Corentin (Fait un geste vague) :
Naturellement, puisque vous êtes là tous et que c’est pourquoi on vous paye, autant s'adresser à vous.
Le caporal Théophile (triomphant) :
Je ne te le fais pas dire Corentin.
Corentin :
En y réfléchissant bien, Théophile aujourd’hui, je crois que les dangereuses sauterelles c'est toi et ton régiment d’élite !
Le caporal Théophile (Après quelques coups de matraque sur le dos de Corentin) :
Ferme-la Corentin ! Travaille maintenant, j'ai assez discuté avec toi. De toute façon, je ne suis que caporal et je sais peu de choses. Je fonce, c’est tout.
(A cet instant éclate une musique militaire dans les haut-parleurs. Le caporal se met au garde à vous. Corentin s'appuie sur sa pelle.)
Voix de Polder :
Prisonniers de guerre, écoutez-moi ! Vous avez été choisis pour creuser ce trou. Cela a été décidé en haut lieu par le Président Bolduc et moi-même, Polder, ministre de la guerre. Il n'y a pas à revenir là-dessus. N'en cherchez pas la raison, même en y réfléchissant mille ans vous n'y parviendriez pas... On me dit maintenant que vous mettez peu de zèle à exécuter cette mission. C'est pourtant une entreprise indispensable à notre pays, vous le savez n'est-ce pas ? On vous l'a dit ? Oui ?
Hélas, vous ne creusez pas selon le rythme et avec le rendement prévus par les calculs de notre état-major. Vous devriez en avoir terminé avec les terrassements. Vous en êtes encore loin... C'est abject ! (Protestation des voix au fond du trou) Vous êtes des traîtres à la patrie qui ne méritez aucune faveur ! (Cris de protestation)
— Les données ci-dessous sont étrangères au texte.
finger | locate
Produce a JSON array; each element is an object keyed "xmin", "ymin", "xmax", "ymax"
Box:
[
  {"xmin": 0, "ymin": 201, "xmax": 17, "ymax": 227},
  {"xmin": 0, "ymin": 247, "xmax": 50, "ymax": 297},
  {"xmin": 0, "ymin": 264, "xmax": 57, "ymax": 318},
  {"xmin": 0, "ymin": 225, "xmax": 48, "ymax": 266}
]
Moi Polder, je suis extrêmement déçu par votre attitude peu civique... Le général Michal, qui est un brave homme et un grand soldat, pense que c'est parce que vous êtes privés de vos épouses. (Vifs applaudissements et cris divers d'approbation). J'ai donc décidé de vous réunir. Le Président Bolduc est d'accord. Elles viendront travailler ici dès cet après-midi, en compagnie de vos filles et de vos mères. Elles vous relaieront derrière les pelles et les pioches. Ne me remerciez pas, ce n'est qu'un acte charitable dont je m'attribue tout le mérite.
Acte 5
Dans le bureau du général (Décor identique à l'acte 3), Le colonel Garcia, le Lieutenant Winter et Gerda. Gerda écrit dans un gros registre.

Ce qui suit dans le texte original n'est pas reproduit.